今回、我々は、出生前開始前向きコホート研究である九州・沖縄母子保健研究(Kyushu Okinawa Maternal and Child Health Study:KOMCHS)のデータを活用し、妊娠中の母親のビタミンD摂取と子の齲蝕リスクとの関連について解析した。

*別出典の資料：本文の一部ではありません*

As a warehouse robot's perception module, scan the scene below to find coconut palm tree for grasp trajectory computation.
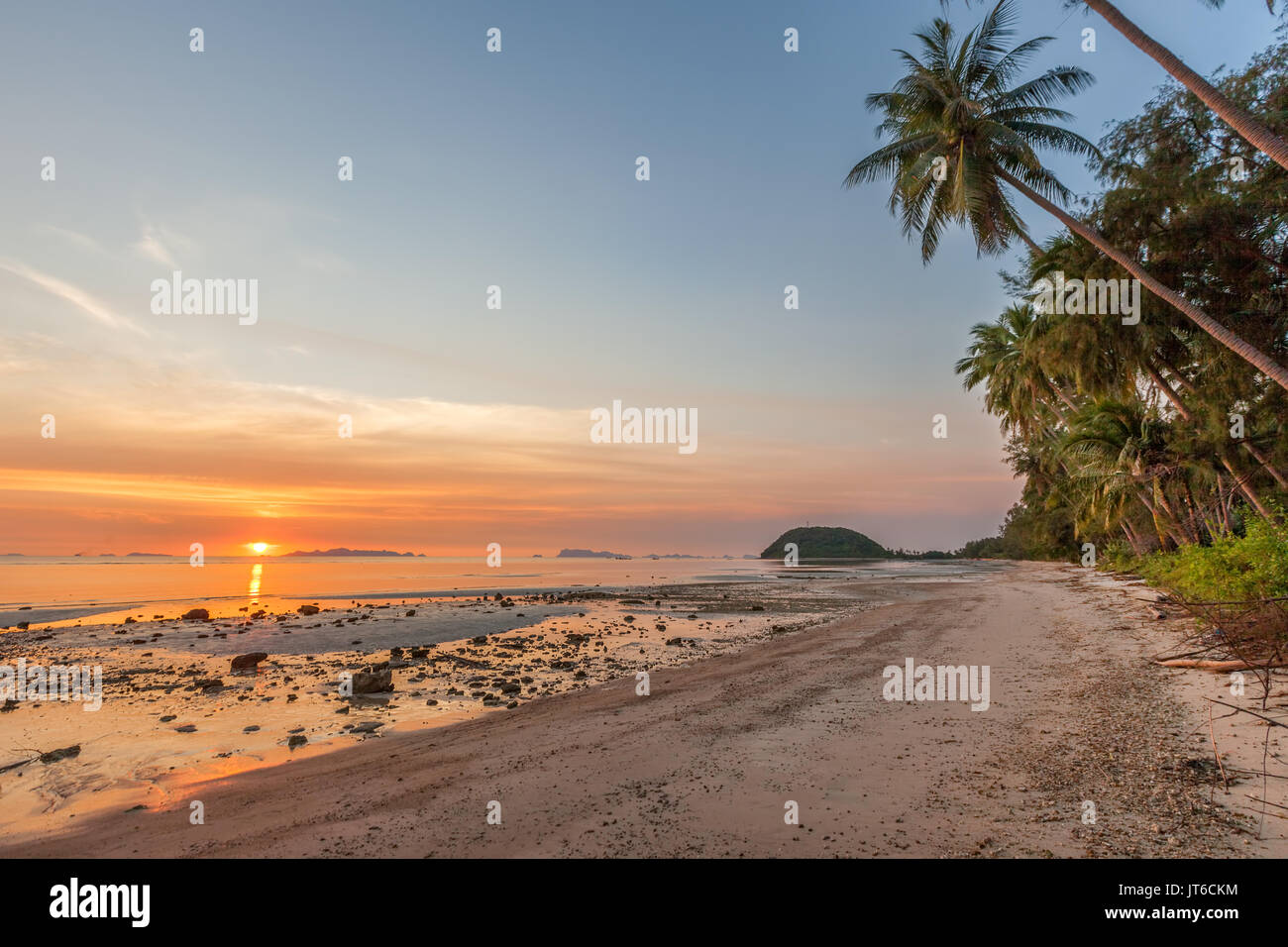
[940,0,1288,168]
[956,303,1078,437]
[845,0,1288,390]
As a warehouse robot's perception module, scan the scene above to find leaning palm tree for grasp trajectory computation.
[845,0,1288,390]
[1065,0,1288,167]
[941,0,1288,167]
[956,303,1078,437]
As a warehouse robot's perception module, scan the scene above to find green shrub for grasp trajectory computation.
[1137,517,1288,601]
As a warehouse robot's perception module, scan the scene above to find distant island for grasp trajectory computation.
[760,526,894,559]
[282,546,425,559]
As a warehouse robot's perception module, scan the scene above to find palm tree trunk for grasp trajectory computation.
[1239,441,1288,489]
[1145,361,1288,489]
[1221,455,1275,523]
[1121,517,1145,556]
[997,167,1288,391]
[1145,360,1194,424]
[1086,0,1288,168]
[1154,355,1198,394]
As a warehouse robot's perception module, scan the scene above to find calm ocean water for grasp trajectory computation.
[0,557,999,625]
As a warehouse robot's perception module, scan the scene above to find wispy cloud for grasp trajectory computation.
[133,220,192,269]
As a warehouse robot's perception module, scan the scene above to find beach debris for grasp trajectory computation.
[40,743,80,763]
[353,668,394,694]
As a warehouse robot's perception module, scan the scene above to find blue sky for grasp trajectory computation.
[0,0,1275,552]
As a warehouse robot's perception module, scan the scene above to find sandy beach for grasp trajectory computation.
[0,563,1288,857]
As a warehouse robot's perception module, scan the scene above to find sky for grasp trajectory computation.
[0,0,1275,556]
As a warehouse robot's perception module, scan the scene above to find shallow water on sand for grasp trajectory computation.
[0,557,1004,627]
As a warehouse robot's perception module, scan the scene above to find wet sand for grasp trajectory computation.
[0,565,1288,857]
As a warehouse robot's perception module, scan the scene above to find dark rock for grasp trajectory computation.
[229,651,268,672]
[353,669,394,694]
[40,743,80,763]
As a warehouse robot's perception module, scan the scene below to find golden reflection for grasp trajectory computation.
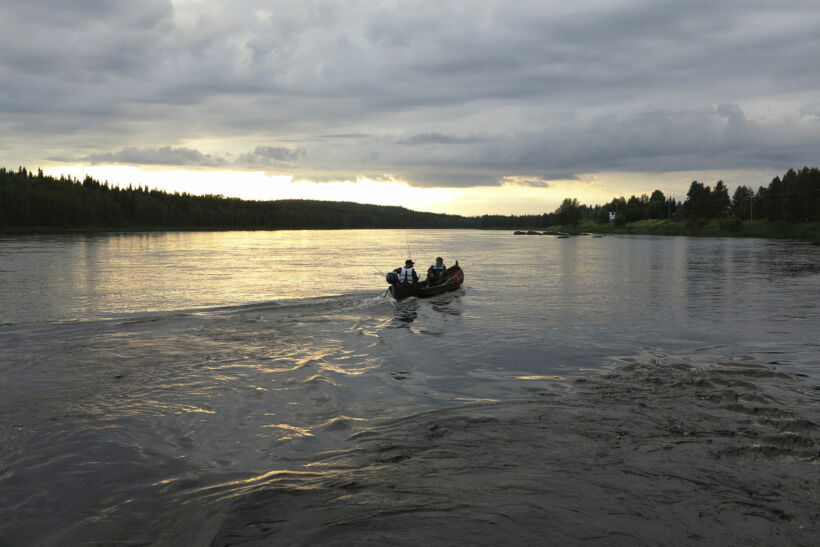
[261,424,313,441]
[513,374,566,382]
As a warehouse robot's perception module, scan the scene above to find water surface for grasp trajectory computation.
[0,230,820,545]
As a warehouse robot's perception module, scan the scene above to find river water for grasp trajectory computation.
[0,230,820,545]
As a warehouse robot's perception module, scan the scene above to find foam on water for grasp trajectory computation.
[0,232,820,545]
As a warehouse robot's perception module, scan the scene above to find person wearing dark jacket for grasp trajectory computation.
[393,258,419,285]
[427,256,447,285]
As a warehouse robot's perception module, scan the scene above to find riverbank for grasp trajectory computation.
[564,218,820,243]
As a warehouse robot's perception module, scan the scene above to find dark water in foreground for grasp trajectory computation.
[0,231,820,545]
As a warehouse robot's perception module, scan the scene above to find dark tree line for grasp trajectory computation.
[0,167,479,229]
[480,167,820,228]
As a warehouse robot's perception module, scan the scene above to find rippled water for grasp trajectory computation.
[0,230,820,545]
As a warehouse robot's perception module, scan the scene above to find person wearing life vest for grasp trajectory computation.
[393,258,419,285]
[427,256,447,285]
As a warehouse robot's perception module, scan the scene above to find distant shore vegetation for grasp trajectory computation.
[0,167,479,232]
[481,167,820,241]
[0,163,820,241]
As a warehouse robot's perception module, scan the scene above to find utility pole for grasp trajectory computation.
[749,188,755,222]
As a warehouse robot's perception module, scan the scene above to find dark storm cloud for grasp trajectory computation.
[81,146,305,169]
[0,0,820,186]
[84,146,228,167]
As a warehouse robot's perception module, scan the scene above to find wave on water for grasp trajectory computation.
[93,358,820,546]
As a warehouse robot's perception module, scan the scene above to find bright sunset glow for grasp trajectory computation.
[6,0,820,215]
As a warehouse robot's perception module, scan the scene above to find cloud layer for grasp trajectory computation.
[0,0,820,187]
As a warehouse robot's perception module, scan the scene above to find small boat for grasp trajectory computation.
[387,260,464,300]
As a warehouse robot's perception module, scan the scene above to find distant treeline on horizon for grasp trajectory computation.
[0,167,479,229]
[0,167,820,230]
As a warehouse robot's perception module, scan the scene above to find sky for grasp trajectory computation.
[0,0,820,215]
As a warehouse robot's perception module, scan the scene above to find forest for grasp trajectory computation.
[481,167,820,229]
[0,167,820,231]
[0,167,479,230]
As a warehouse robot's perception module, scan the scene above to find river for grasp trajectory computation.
[0,230,820,545]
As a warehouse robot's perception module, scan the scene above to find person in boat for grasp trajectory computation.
[393,258,419,285]
[427,256,447,287]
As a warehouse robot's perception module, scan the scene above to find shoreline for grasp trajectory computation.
[0,218,820,244]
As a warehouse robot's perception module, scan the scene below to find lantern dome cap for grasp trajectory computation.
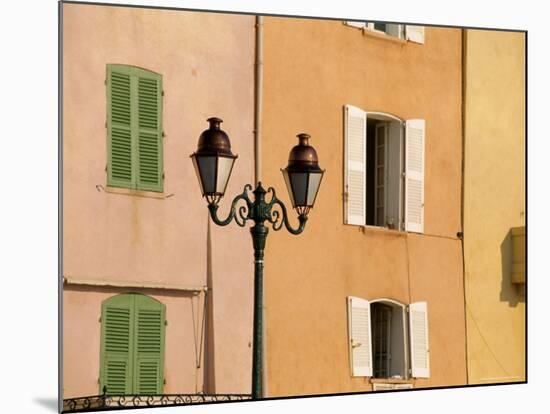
[196,117,237,158]
[286,133,321,171]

方法:本研究は1210組の母子を対象とした前向きコホート研究である。自記式食事歴法質問調査票を用いて妊娠中の食事習慣を評価した。母子健康手帳から、3歳児健康診査時の口腔内診査データを、母親に我々の質問調査票に転記頂くことで齲蝕の情報を得た。1歯以上の齲蝕経験歯を保有している場合を齲蝕有りと定義した。
結果:母親の妊娠中ビタミンD摂取の第一4分位を基準にすると、第二4分位、第三4分位、第四4分位の調整済みオッズ比(95%信頼区間)はそれぞれ、1.06 (0.72–1.56)、 0.53 (0.34–0.81)、及び 0.67 (0.44–1.02)であった。母親の妊娠中のビタミンD摂取と子の齲蝕との間には有意な負の量-反応関係を認めた (傾向性P 値 = 0.01)。
結語:妊娠中の母親のビタミンD摂取が多いことは、子の齲蝕に予防的であるのかもしれない。